Monday, January 5, 2009

Enso Inklings & more Mink Mile Picks


When is a circle not just a circle? When it's an enso, goshdarnit! I didn't know what an enso was until I went to the Japan Foundation's concise show on the topic, which I enjoyed for its riff, I guess, on culturally ingrained formalisms, or places where formalism meets feeling. You can read on this and a few other mink mile shows in my gallery hop for Saturday's National Post. It's also after the jump.


On and Off the Avenue
By Leah Sandals
National Post, Jan 3 2009

New Year's brings many resolutions. Some promise to take a course; others vow to master new languages and visit faraway places. Interestingly, our local galleries and museums can be ideal places to start putting such resolutions into action. (Heck, even if your goal is to lose weight, there's a lot of walking involved.)Here's an Avenue & Bloor culture crawl to get your '09 started right.

Gardiner Museum
111 Queen's Park
When an art exhibition is co-sponsored by a foreign tourist board, you tend to think, "OK, this is going to show lots of beautiful, cliched beach-scene stuff, and not much else." Well, the Gardiner's exhibition Harvest of Memories: Mexican Days of the Dead proves that assumption wrong. Sure, there's some jaw-droppingly beautiful objects here-- the massive clay Tree of Life sculpture and the huge satin-draped remembrance altar, both key to Mexican Day of the Dead tradition, are must-sees. But the Gardiner also takes a savvy, non-resortland spin on Mexican experience, exhibiting photographs of Mexican migrant workers toiling at Canadian farms. Also adding depth is a collection of clay figures created by migrant farm workers in Ontario during summer 2008. These small, vital works -- many of them ornate incense burners used in honouring the dead -- demonstrate the deep cultural reach of Mexican art forms in a way that no massive masterpiece can. To Jan. 18.

Japan Foundation
131 Bloor St. W.
Over at the Japan Foundation, the exhibition Enso highlights a different type of nationally ingrained artwork. An enso is, simply put, a circle -- one created in the Japanese calligraphy tradition using ink on paper. It sounds basic, but as this exhibition demonstrates, the form has considerable complexity.
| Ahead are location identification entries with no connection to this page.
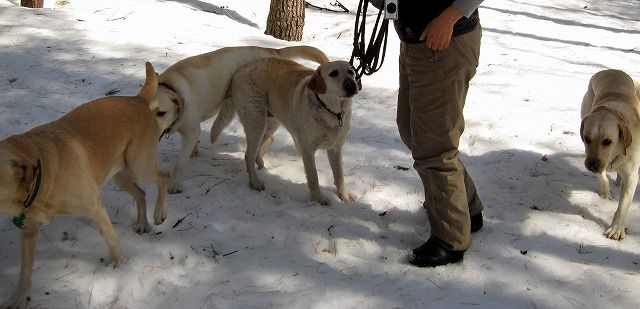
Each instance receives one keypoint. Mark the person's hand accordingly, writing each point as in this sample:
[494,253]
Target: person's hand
[438,33]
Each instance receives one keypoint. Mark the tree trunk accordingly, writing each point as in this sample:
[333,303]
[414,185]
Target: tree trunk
[286,19]
[32,3]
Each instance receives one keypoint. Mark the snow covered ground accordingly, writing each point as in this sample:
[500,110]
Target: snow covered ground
[226,246]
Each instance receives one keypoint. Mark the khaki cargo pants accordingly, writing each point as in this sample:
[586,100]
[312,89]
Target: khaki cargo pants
[431,98]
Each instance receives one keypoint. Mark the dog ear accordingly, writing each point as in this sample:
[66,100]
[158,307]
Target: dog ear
[625,136]
[150,87]
[24,171]
[316,84]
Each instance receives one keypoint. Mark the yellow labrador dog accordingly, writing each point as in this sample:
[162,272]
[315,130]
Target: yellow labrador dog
[193,90]
[58,168]
[610,130]
[314,106]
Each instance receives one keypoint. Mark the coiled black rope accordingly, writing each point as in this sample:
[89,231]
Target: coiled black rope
[369,59]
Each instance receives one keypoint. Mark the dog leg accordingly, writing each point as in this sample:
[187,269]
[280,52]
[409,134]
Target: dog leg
[335,160]
[190,138]
[103,223]
[267,140]
[603,186]
[162,208]
[309,161]
[28,240]
[253,141]
[196,150]
[253,117]
[627,189]
[124,181]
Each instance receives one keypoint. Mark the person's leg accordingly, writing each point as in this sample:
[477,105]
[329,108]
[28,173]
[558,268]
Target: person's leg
[403,119]
[438,87]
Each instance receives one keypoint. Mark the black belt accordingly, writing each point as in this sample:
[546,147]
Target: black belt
[410,32]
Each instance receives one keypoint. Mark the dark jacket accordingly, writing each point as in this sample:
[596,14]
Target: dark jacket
[415,15]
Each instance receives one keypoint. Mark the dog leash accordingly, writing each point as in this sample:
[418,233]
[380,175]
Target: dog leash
[167,131]
[338,115]
[18,221]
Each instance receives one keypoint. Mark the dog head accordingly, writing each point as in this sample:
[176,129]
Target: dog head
[335,78]
[16,175]
[605,136]
[162,102]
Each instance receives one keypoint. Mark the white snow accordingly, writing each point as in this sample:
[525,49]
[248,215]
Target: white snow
[541,246]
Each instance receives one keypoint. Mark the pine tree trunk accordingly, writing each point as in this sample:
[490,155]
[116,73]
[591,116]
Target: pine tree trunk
[32,3]
[286,19]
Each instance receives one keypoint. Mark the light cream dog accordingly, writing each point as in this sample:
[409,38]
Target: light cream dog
[58,168]
[314,106]
[193,90]
[610,130]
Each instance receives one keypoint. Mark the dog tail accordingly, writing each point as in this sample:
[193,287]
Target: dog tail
[224,118]
[150,87]
[303,52]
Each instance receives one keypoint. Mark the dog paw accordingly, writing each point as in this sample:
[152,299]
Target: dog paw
[257,185]
[159,216]
[142,228]
[175,188]
[347,196]
[117,261]
[607,195]
[615,232]
[15,302]
[322,200]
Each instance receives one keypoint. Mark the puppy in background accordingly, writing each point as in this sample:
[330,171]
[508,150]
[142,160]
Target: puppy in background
[313,105]
[610,131]
[193,90]
[58,169]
Besides showing sublimely holistic ensos by a master artist, Noriko Maeda, the Japan Foundation also displays ensos by a variety of unusual amateurs: Olympic athletes, car company CEOs and restaurant designers, to name a few. This unexpected variety of input supports a key principle of enso practice -- that each circle reflects the creator's state of mind. Bill Crothers, a runner, writes that his enso is "always incomplete, yet perfect," like his life. Yoichi Sato, a judge, comments, "I was thinking of my mother as I drew the enso." And Ryohei Miyata, a university president, says: "How can a single circle reveal so much of what is in my heart?" Even if you don't leave this little show as an enso believer, there's something very pleasing about seeing the human soul (and its variety) so elegantly portrayed. To Feb. 26.

Royal Ontario Museum
100 Queen's Park
Housepaint and Unbuilt Toronto, two exhibits at the ROM, aim to address closer-to-home subcultures -- those of the city itself. Unbuilt Toronto, which wraps tomorrow, is the more straightforward of the two. It's a small display of failed proposals for city buildings and parks that leaves one wondering, "Wow, what would a 36-storey Eaton Centre -- or a rectangular City Hall -- have looked like?" Housepaint, which runs to July 5, is more complicated, attempting to meld stories of homeless people at Tent City with the visual appeal of graffiti-style art. While each of these phenomena is compelling in its own right, the connection here--graffitied canvases as public-art tribute to Tent City -- isn't completely convincing. Visually, Evoke, Patrick Thompson's painterly touches, and Lease, Lisa Mansfield's indie stencil-art cool, are very appealing, while Dstrbo's street portraits point most strongly to the theme. But these clean, protected canvases seem a world away from the reality of Toronto's homeless. For their sake, the promised auction of these works to benefit Habitat for Humanity certainly can't come soon enough.